Although this is not the first time that an organisation has bagged the prize, so far, twenty organisations including the Intergovernmental Panel on Climate Change (awarded in 2007), International Atomic Energy Agency (2005), United Nations (2001) and International Campaign to Ban Landmines (1997) have been awarded the coveted prize. However, in the backdrop of ongoing debt crisis in Europe, it is probably not the best time to bestow EU with the prize. The economic crisis has fuelled tensions between the northern and southern European countries. Today, millions of people, especially in countries like Spain and Greece are protesting on the streets against tax hikes and job-cuts.
The announcement was not well-received in these countries as the citizens blame Germany and other northern EU countries for austerity measures including higher taxes and job-cuts being faced by them, in order to revive their economies. The EU’s financial problems have been continuing since the past three years, the region is witnessing slow growth and almost twenty-five million people do not have jobs. A prize at this point of time is almost making a mockery of the whole situation as it won’t do anything to revive the economic situation. It might boost the morale of the European leaders but this is something they don’t require.
The news has surprised many and the social media is abuzz with comments and remarks.

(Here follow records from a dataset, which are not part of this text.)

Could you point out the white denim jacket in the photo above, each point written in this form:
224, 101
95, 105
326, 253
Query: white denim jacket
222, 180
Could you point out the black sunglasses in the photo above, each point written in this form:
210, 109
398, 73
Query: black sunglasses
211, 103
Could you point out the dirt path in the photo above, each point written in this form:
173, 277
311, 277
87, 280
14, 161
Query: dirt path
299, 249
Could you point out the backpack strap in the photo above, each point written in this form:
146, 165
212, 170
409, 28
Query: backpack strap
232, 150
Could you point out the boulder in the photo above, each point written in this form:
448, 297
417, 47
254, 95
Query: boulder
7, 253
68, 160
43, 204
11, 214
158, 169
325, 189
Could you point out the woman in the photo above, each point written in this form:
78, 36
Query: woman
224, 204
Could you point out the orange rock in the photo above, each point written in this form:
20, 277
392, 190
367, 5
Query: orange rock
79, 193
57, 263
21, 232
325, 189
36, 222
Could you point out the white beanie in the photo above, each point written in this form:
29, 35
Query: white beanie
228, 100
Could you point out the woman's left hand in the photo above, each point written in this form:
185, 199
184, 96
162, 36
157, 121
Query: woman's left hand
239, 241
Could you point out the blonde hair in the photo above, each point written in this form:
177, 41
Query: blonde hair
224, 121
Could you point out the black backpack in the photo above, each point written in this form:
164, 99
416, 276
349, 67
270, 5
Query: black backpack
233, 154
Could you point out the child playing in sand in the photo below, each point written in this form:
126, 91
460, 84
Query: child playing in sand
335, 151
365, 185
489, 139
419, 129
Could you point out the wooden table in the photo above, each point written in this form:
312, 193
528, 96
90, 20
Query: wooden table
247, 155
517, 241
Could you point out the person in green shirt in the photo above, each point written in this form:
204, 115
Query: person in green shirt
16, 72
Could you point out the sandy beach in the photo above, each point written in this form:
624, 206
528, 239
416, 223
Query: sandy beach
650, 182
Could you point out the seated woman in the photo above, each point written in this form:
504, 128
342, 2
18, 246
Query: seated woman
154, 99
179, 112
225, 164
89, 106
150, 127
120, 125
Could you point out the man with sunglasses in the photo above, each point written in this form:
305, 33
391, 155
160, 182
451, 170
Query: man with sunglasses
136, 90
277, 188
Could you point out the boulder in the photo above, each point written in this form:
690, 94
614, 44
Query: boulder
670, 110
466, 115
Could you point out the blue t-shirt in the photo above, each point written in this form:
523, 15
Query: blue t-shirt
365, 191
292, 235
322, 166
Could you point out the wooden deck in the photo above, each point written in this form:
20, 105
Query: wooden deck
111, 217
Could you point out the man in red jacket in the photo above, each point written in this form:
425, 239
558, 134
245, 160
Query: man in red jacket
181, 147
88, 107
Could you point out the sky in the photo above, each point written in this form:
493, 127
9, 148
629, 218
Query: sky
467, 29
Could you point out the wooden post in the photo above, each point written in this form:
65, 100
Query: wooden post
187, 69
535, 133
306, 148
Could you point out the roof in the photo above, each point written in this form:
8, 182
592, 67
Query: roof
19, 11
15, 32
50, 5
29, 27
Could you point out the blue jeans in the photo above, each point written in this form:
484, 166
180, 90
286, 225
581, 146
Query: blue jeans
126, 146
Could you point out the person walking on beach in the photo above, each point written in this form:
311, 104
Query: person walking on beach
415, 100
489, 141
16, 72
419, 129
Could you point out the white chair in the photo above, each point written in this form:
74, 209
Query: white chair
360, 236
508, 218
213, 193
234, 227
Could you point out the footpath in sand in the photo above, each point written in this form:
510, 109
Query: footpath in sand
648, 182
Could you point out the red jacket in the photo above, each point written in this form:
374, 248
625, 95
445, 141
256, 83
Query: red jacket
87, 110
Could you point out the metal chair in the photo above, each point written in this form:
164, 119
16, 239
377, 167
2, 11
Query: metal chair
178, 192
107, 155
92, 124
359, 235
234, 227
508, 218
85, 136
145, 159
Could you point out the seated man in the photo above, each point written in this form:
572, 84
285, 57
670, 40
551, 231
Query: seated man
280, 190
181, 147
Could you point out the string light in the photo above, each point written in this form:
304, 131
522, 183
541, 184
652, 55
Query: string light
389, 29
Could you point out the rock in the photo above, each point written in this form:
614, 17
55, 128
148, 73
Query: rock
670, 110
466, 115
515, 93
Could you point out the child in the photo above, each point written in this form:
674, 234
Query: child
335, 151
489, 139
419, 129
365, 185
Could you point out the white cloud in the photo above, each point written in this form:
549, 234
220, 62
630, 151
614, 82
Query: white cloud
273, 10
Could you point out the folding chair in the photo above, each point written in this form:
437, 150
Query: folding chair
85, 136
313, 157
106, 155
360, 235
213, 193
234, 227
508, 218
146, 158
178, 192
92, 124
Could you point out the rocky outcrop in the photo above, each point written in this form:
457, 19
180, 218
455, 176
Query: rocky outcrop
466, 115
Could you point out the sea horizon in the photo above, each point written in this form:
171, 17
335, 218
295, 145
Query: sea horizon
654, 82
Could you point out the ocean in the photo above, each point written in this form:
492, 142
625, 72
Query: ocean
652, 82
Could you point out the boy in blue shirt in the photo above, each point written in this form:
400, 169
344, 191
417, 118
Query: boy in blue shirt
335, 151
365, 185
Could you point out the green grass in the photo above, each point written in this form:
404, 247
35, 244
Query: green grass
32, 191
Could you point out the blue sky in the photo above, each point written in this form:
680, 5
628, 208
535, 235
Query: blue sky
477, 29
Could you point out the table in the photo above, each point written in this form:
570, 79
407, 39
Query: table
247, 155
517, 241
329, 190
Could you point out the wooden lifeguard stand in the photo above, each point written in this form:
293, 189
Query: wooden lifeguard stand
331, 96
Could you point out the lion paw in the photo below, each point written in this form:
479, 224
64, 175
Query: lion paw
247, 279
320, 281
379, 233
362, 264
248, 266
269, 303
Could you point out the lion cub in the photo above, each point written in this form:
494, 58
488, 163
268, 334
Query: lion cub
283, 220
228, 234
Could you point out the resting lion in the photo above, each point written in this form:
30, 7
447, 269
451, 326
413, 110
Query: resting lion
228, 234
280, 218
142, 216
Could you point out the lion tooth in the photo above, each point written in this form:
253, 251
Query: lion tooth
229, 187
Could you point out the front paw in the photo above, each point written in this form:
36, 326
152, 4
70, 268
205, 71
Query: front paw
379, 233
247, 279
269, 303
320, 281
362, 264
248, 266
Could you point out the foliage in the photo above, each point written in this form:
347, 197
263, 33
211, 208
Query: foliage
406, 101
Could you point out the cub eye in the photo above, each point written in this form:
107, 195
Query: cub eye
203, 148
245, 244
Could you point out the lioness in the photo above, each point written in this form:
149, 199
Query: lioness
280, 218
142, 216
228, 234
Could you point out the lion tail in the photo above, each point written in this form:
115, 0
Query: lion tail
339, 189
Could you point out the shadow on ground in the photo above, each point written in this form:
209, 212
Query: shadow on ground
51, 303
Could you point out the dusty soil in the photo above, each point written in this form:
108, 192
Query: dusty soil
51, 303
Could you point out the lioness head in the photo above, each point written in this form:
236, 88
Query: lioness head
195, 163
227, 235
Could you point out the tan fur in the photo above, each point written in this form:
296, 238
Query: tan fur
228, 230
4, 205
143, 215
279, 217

The news is trending on Twitter with millions pouring their reactions:Â Noted film-maker Shekhar Kapur rightly said, “Nobel Peace Prize obviously has no faith in Europeans if it’s congratulating them for not killing each other for so long”. Another famous media personality, Suhel Seth joked, “Now that the EU has won the Nobel Peace Prize, perhaps their debt will be hugely reduced with the prize money”. Another interesting tweet went like, “I predict that next year the Nobel Peace Prize will be won by…the Nobel Peace Prize Awards Committee”. The parodies just don’t seem to end. One said that Antarctica should bag the prize for being a continent that has always been peaceful. Another ran, “Next year, the Nobel peace prize will be awarded to planet earth for not self-imploding”. Further, another tweet made a point by saying that the EU’s aggregate arms exports are enormous and many are sold to developing countries. Many people on Twitter also believe that Pakistan’s brave fourteen-year-old activist Malala Yousafzai should have been considered for the award.
The views expressed on social networking sites against the Norwegian Nobel Committee’s decision, clearly depicts the discontent and disapproval of the people. It would be wrong to attribute the peace in Europe to the efforts of multilateral institutions like the EU. The Eurozone is in shambles, EU would emerge as a winner only after it is successful in reviving the economy.